Before he arrived at Walter Reed, he spent time at a hospital in Germany.
"There's a 24-hour, 800-number you can call to find out about your soldier," Della Bennett said. "On slow days, when they have time, they will connect you to Germany."
She remembered talking to a nurse at the hospital, asking if they would take a picture of her son. The patient would have to give permission, the nurse said. And Kuhlman didn't want his picture taken.
"He hadn't even seen himself yet," Della Bennett said. "I don't think he wanted to alarm the family."
But within hours, a photo of her son arrived via e-mail at her work desk at McCormick-Armstrong printers.
"It took me 10-15 minutes just sitting there to open it," she said.
She looked. Then began laughing, drawing stares from her colleagues.
"I had prepared myself for the worst," she said. "But I could still see Eric there. I could see the twinkle in his eye, even though he was pretty drugged up."
Kuhlman had escaped a close call two weeks earlier, when another rocket-propelled grenade landed within 10 feet of him, blowing him back and giving him a head injury.
Jennifer Kriesche, Kuhlman's fiancee, skipped her last semester at Wichita State University this fall to go to Washington, D.C., to be with him.

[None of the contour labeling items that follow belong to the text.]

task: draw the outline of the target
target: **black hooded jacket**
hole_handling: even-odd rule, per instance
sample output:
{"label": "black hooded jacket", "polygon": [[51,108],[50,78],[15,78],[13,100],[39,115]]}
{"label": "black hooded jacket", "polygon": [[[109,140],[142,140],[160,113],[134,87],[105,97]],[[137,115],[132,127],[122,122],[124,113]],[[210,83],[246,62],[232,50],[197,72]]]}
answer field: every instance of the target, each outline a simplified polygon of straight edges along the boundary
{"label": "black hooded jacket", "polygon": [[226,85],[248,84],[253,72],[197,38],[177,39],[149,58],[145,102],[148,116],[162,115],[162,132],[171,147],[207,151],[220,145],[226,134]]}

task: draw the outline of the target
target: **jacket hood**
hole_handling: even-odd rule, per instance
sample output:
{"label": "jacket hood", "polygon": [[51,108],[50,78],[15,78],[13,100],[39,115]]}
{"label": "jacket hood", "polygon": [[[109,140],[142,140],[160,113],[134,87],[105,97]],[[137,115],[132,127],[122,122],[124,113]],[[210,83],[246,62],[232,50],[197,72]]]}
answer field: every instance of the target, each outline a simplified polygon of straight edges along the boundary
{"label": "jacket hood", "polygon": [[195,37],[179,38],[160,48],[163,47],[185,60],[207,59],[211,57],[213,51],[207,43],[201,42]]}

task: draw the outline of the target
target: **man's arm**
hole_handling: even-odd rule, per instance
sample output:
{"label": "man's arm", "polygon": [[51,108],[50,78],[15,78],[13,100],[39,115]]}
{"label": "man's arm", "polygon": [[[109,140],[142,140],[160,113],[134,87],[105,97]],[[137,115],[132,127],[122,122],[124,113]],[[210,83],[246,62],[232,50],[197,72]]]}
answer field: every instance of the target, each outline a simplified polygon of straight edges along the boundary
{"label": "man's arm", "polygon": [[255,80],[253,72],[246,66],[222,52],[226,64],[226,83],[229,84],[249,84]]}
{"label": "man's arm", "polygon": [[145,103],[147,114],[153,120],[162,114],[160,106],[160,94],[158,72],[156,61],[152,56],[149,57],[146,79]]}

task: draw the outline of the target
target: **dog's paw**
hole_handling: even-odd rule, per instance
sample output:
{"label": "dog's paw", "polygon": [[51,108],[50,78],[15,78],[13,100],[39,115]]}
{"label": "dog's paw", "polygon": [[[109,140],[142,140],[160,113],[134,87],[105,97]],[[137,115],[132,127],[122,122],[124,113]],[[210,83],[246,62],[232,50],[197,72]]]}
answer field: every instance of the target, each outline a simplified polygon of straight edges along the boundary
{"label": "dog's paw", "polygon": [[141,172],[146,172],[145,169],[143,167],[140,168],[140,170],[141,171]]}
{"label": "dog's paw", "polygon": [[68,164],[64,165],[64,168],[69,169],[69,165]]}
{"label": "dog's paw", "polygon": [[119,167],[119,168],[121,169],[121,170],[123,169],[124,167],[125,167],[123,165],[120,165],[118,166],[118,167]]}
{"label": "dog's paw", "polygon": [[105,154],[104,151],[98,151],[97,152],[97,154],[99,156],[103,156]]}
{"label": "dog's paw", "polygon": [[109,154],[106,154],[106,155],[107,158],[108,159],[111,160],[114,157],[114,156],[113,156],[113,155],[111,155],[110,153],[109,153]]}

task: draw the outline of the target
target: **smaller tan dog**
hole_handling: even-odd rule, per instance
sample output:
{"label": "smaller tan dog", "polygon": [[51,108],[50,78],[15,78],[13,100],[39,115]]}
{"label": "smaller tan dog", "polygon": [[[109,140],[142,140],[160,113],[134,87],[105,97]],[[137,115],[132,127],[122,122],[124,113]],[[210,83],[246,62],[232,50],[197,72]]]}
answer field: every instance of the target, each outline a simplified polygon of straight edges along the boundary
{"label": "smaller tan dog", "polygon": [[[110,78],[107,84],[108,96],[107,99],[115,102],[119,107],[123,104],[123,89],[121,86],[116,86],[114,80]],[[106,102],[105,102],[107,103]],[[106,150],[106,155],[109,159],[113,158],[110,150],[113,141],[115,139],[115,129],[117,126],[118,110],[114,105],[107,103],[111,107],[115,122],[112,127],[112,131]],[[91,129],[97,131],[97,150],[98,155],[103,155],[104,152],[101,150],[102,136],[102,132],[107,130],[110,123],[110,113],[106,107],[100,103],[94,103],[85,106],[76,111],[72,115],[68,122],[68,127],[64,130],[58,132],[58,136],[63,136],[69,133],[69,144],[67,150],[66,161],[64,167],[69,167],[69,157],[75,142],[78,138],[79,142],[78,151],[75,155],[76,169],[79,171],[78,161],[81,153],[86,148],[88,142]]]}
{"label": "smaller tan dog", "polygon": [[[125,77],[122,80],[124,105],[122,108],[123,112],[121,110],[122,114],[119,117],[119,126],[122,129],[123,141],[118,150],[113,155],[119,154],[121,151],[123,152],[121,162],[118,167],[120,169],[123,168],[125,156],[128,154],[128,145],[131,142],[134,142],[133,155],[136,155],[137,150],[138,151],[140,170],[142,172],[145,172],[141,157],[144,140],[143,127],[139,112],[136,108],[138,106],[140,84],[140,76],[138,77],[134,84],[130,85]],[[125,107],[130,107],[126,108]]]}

"One of the bad things of this incident is my memory is not what it used to be," Kuhlman said. "She's helped me a lot in scheduling all my appointments. She's helped me out in just my recovery. I've known her forever. She's my fiancee. I love her. She's made it a lot easier on me since she's been out here."
When the Bennetts arrived at Walter Reed, they couldn't help but share tears.
"He was so happy to see us, and his face was so swollen, if it would have swollen any more it would have popped," Della Bennett said. "But I was just so relieved because he was there."
Kuhlman, who is in an out-patient facility at Walter Reed, said he hopes to be out of the hospital and back in Wichita in time for his daughter's third birthday next month.
As Della Bennett looked at her son in the hospital, she said he seemed nervous. He had something else to tell her.
"He said, 'Mom, I know you don't like my tattoos, but I'm going to get one more,' " she remembered him saying.
Kuhlman wants to get a tattoo of an angel on his shoulder.